Reform Government Surveillance (RGS) has issued a public letter urging Congress to reform the United States bulk collection practise.
In an open letter (opens in new tab), organised by the Open Technology Institute, and signed by the American Civil Liberties Union, EFF, Mozilla, Human Rights Watch and Wikimedia among others, it calls to reform section 215 of the USA Patriot Act, which currently serves as the legal basis for the National Security Agency’s bulk collection of telephone metadata and is set to expire on 1 June, 2015.
“Our broad, diverse and bipartisan coalition believes that the status quo is untenable and that it is urgent that Congress move forward with reform,” it said. “Together, we agree that the following elements are essential to any legislative or Administration effort to reform our nation’s surveillance laws.”
The letter calls for a “clear, strong and effective end to bulk collection practices” and said that any collection that does occur under those authorities should have appropriate safeguards in place to protect privacy and users’ rights.
Also, any bill must contain transparency and accountability mechanisms for both Government and company reporting, as well as an appropriate declassification regime for Foreign Intelligence Surveillance Court decisions.
The undersigned said: “We believe addressing the above must be a part of any reform package, though there are other reforms that our groups and companies would welcome, and in some cases, believe are essential to any legislation. We also urge Congress to avoid adding new mandates that are controversial and could derail reform efforts.”
Kevin Bankston, policy director of the Open Technology Institute, said: “There are some in Congress who think they can get away with reauthorising the expiring provisions of the Patriot Act without any reforms at all. Today’s letter draws a line in the sand and makes clear that the privacy community and the internet industry do not intend to let that happen without a fight.”

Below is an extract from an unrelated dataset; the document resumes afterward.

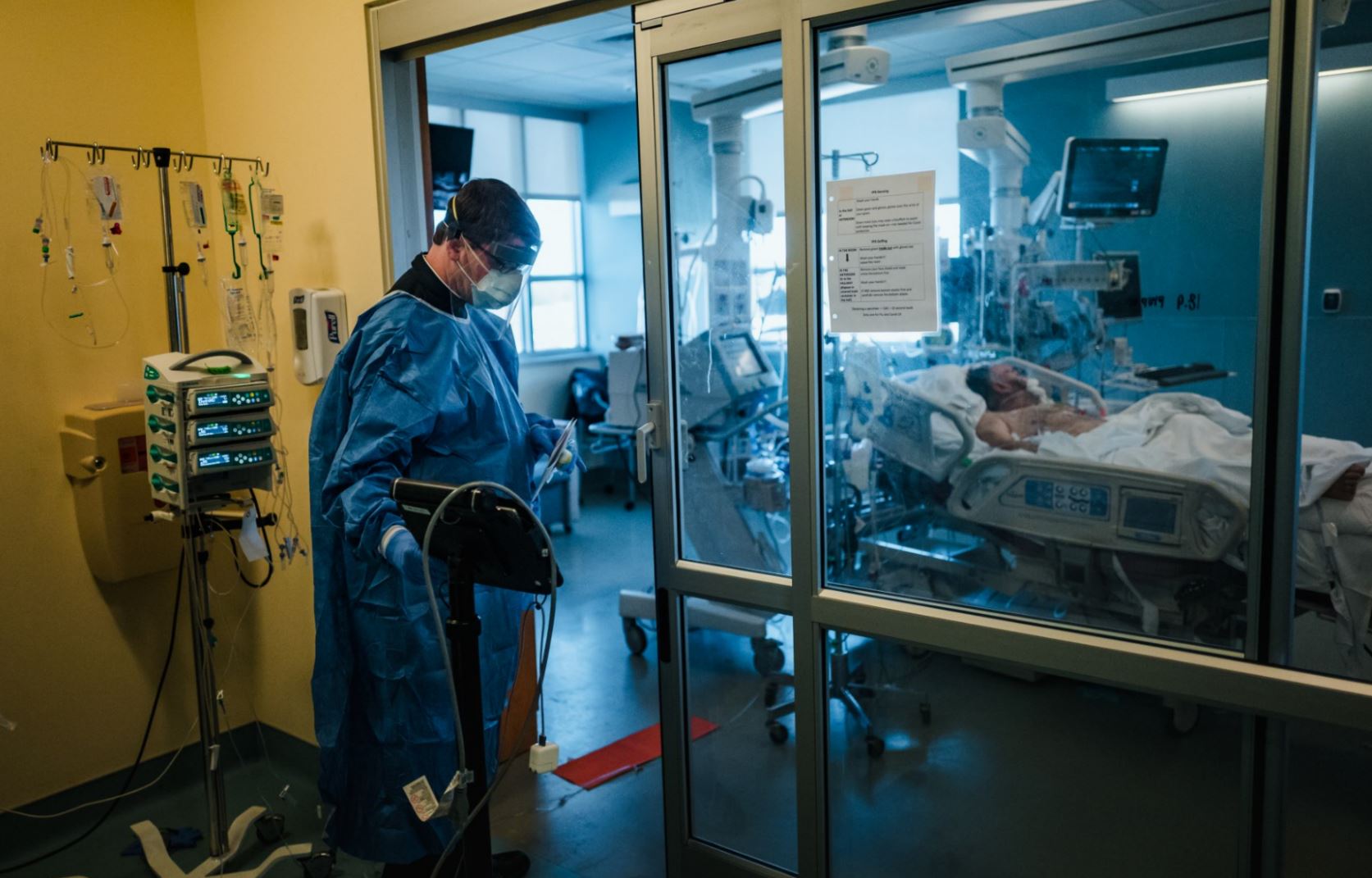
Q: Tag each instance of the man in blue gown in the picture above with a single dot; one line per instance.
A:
(427, 387)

“There are certainly other reforms beyond those listed in this letter that many of us believe are essential, and so even a bill that meets all of our demands is unlikely to receive unanimous support from the tech and privacy communities. However, our letter is intended to set the floor for the terms of the debate and make crystal clear that any proposal that fails to meet these basic criteria will face our unanimous opposition.”